The election of 1824 was a complex realigning election following the collapse of the prevailing Democratic-Republican Party, resulting in four different candidates each claiming to carry the banner of the party, and competing for influence in different parts of the country. The election was the only one in history to be decided by the House of Representatives under the provisions of the Twelfth Amendment to the United States Constitution after no candidate secured a majority of the electoral vote. It was also the only presidential election in which the candidate who received a plurality of electoral votes (Andrew Jackson) did not become president, a source of great bitterness for Jackson and his supporters, who proclaimed the election of Adams a corrupt bargain.
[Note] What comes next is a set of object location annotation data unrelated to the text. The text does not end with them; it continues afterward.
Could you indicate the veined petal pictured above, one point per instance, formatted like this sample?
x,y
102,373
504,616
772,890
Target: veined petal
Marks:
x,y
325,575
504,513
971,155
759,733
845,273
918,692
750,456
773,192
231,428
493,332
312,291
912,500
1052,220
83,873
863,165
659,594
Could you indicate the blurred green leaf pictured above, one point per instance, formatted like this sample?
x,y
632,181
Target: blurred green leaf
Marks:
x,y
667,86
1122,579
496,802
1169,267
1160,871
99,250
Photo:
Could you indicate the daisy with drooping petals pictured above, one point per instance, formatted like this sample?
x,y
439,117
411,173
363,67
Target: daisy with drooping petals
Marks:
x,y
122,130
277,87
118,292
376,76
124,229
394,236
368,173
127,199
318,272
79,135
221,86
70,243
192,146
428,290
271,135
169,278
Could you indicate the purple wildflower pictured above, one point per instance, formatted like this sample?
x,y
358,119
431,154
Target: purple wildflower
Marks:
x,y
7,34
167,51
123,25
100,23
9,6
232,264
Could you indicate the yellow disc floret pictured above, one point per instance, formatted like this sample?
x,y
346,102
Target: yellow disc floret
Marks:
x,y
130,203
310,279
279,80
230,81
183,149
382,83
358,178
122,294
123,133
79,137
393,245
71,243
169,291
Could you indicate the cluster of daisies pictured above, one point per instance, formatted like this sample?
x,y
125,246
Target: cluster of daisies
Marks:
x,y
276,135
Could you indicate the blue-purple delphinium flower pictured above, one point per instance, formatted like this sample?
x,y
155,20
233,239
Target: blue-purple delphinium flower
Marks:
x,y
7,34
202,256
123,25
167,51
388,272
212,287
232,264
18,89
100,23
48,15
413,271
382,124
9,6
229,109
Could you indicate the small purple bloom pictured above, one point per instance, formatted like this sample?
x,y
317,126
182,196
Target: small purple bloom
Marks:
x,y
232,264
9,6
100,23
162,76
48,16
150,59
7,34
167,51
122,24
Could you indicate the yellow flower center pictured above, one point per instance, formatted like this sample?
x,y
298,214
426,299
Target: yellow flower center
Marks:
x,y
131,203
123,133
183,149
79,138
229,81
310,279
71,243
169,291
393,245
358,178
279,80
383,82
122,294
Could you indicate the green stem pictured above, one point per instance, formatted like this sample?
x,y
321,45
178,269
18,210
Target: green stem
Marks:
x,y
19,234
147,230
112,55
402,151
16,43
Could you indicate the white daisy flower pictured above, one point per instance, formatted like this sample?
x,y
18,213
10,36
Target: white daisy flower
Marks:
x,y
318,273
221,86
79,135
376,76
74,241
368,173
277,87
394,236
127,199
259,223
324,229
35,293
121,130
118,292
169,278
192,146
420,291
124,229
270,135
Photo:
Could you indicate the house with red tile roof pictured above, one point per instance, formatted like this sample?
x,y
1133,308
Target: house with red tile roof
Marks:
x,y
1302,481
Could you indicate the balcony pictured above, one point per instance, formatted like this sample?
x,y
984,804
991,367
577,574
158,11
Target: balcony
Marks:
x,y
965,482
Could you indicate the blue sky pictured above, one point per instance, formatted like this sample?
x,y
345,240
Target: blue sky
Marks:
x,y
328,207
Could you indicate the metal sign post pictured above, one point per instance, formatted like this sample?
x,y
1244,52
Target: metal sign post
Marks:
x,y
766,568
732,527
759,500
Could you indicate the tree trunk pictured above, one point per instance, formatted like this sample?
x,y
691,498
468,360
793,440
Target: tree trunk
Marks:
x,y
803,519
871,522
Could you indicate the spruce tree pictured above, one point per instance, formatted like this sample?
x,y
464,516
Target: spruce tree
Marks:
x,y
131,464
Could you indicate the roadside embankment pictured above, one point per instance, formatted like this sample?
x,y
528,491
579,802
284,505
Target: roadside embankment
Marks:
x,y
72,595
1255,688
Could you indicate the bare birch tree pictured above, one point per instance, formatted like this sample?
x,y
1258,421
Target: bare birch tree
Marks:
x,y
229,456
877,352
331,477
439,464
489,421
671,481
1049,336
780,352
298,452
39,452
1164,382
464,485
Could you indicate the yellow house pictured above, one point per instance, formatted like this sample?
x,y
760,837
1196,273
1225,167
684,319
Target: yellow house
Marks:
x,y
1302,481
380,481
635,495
| Year | Winner (nationally) | Votes | Percent | Runner-up (nationally) | Votes | Percent | Runner-up (nationally) | Votes | Percent | Runner-up (nationally) | Votes | Percent | Electoral votes |
|---|---|---|---|---|---|---|---|---|---|---|---|---|---|
| 1824 | Andrew Jackson | 7,343 | 46.61 | John Quincy Adams | 3,095 | 19.65 | Henry Clay | 5,315 | 33.74 | William H. Crawford | no ballots | - | 5 |

==Elections of 1816 and 1820==
In the election of 1820, incumbent President James Monroe ran effectively unopposed, winning all three of Indiana's electoral votes, and all electoral votes nationwide except one vote in New Hampshire. To the extent that a popular vote was held, it was primarily directed to filling the office of vice president.

The election of 1816 was contested between James Monroe and Rufus King. In this election, Indiana did not conduct a popular vote. Each Elector was appointed by state legislature, which assigned all three of Indiana's electoral votes to Monroe.